Siempre he querido ver el planeta desde afuera, desde el espacio exterior. Desde la luna. Desde el sol. ¿Por qué no? Viajar en el carruaje de Trumdholm. Deslizarme por las constelaciones, entre Régulo y Denébola y Arturo. Reírme del mal augurio de Homero y respirar un aire que no existe. ¿Quien no ha soñado alguna vez poder levitar sobre el mundo? Tiene que ser prodigioso sentir esa libertad, esa inmensidad inconmensurable.

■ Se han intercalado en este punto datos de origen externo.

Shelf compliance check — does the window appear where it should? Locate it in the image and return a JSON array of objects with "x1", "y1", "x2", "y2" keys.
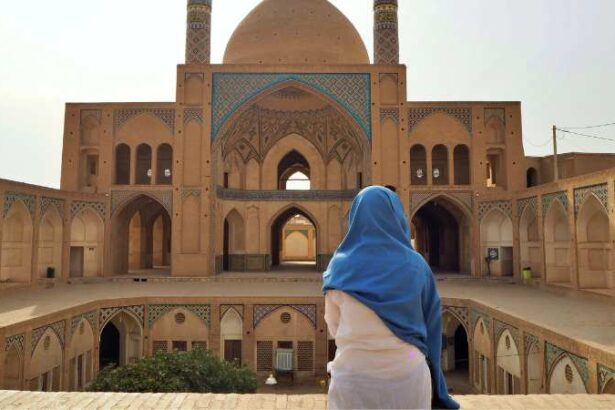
[{"x1": 173, "y1": 341, "x2": 188, "y2": 352}]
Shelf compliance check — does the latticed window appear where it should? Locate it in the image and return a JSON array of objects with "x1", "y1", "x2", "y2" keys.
[
  {"x1": 173, "y1": 340, "x2": 188, "y2": 352},
  {"x1": 297, "y1": 342, "x2": 314, "y2": 372},
  {"x1": 152, "y1": 340, "x2": 169, "y2": 354},
  {"x1": 256, "y1": 341, "x2": 273, "y2": 372},
  {"x1": 192, "y1": 340, "x2": 207, "y2": 351}
]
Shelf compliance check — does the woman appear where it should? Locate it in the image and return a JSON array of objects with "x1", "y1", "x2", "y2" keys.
[{"x1": 323, "y1": 186, "x2": 459, "y2": 410}]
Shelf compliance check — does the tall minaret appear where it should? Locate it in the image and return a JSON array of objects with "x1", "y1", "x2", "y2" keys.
[
  {"x1": 374, "y1": 0, "x2": 399, "y2": 64},
  {"x1": 186, "y1": 0, "x2": 211, "y2": 64}
]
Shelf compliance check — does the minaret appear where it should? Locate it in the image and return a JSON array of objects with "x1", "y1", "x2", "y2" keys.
[
  {"x1": 374, "y1": 0, "x2": 399, "y2": 64},
  {"x1": 186, "y1": 0, "x2": 212, "y2": 64}
]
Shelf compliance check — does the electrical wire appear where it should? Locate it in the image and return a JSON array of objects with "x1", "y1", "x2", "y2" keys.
[
  {"x1": 557, "y1": 128, "x2": 615, "y2": 146},
  {"x1": 562, "y1": 122, "x2": 615, "y2": 130}
]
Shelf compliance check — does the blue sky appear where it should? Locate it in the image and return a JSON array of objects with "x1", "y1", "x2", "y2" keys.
[{"x1": 0, "y1": 0, "x2": 615, "y2": 187}]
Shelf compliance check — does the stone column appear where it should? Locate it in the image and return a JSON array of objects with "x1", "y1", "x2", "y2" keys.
[
  {"x1": 186, "y1": 0, "x2": 211, "y2": 64},
  {"x1": 374, "y1": 0, "x2": 399, "y2": 64}
]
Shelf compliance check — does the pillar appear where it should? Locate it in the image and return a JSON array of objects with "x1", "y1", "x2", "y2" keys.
[
  {"x1": 374, "y1": 0, "x2": 399, "y2": 64},
  {"x1": 186, "y1": 0, "x2": 211, "y2": 64}
]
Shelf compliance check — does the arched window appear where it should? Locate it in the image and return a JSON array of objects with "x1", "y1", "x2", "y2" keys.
[
  {"x1": 410, "y1": 145, "x2": 427, "y2": 185},
  {"x1": 431, "y1": 145, "x2": 448, "y2": 185},
  {"x1": 278, "y1": 150, "x2": 311, "y2": 190},
  {"x1": 115, "y1": 144, "x2": 130, "y2": 185},
  {"x1": 453, "y1": 145, "x2": 470, "y2": 185},
  {"x1": 136, "y1": 144, "x2": 152, "y2": 185},
  {"x1": 156, "y1": 144, "x2": 173, "y2": 185},
  {"x1": 527, "y1": 168, "x2": 538, "y2": 188}
]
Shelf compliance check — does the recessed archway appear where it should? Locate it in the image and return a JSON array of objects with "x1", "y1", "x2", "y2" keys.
[
  {"x1": 412, "y1": 196, "x2": 472, "y2": 274},
  {"x1": 442, "y1": 310, "x2": 472, "y2": 394},
  {"x1": 98, "y1": 311, "x2": 143, "y2": 369},
  {"x1": 271, "y1": 207, "x2": 318, "y2": 270},
  {"x1": 480, "y1": 209, "x2": 513, "y2": 276},
  {"x1": 112, "y1": 195, "x2": 171, "y2": 275}
]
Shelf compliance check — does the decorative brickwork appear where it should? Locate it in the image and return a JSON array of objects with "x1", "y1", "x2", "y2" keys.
[
  {"x1": 147, "y1": 304, "x2": 211, "y2": 327},
  {"x1": 410, "y1": 191, "x2": 474, "y2": 213},
  {"x1": 523, "y1": 333, "x2": 540, "y2": 354},
  {"x1": 256, "y1": 341, "x2": 273, "y2": 372},
  {"x1": 70, "y1": 201, "x2": 107, "y2": 221},
  {"x1": 574, "y1": 184, "x2": 609, "y2": 215},
  {"x1": 478, "y1": 201, "x2": 512, "y2": 220},
  {"x1": 542, "y1": 191, "x2": 568, "y2": 215},
  {"x1": 182, "y1": 189, "x2": 201, "y2": 201},
  {"x1": 216, "y1": 186, "x2": 359, "y2": 202},
  {"x1": 212, "y1": 73, "x2": 372, "y2": 140},
  {"x1": 186, "y1": 0, "x2": 211, "y2": 64},
  {"x1": 70, "y1": 310, "x2": 96, "y2": 335},
  {"x1": 31, "y1": 320, "x2": 65, "y2": 354},
  {"x1": 2, "y1": 191, "x2": 36, "y2": 219},
  {"x1": 517, "y1": 196, "x2": 538, "y2": 218},
  {"x1": 219, "y1": 105, "x2": 369, "y2": 163},
  {"x1": 4, "y1": 333, "x2": 26, "y2": 354},
  {"x1": 41, "y1": 196, "x2": 66, "y2": 218},
  {"x1": 380, "y1": 108, "x2": 399, "y2": 124},
  {"x1": 113, "y1": 108, "x2": 175, "y2": 134},
  {"x1": 98, "y1": 305, "x2": 145, "y2": 332},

Así que, cierro los ojos y me dispongo a preparar el descenso. No, no voy a usar mi imaginación esta vez. Ella es el eterno artista de una mente, de un ser. El motor de la inútil carne. Ella es la descubridora del alma, la inventora de la vida que, desde el origen, desde la nada en realidad, todo lo concibe para que pueda ser, para que pueda existir. Pero no. No esta vez. La imaginación queda ahora en estado de inoculación, calma y observación, libación constante y perenne. Se nutrirá de las sensaciones de mi viaje, como no, para futuras y trascendentes empresas. Porque yo voy a comenzar mi peregrinaje al infinito espacio sabiendo que, sin ser consciente, he estado mil y una noches. He estado, como Scheherezade, aunque, las brumas que todo lo envuelven allá abajo, las tormentas de sensaciones buenas y malas y desconocidas e inesperadas, todo lo que es imposible de compilar y enumerar en este universo, digo, hacen que uno no sepa que está viajando al infinito espacio interior del ser humano, al origen de todo sentimiento y emoción. Del amor que todo lo logra, de su antagonista el odio y de las indecibles ramificaciones que necesariamente parten de la esencia de un ser. ¿Cómo saber dónde están los confines? ¿Existen, acaso?
Mis párpados se cierran con un golpe sordo y estentóreo que, como el telón que no emite más que un suave halo, un soplido aterciopelado, tal vez sea recreación de la mente.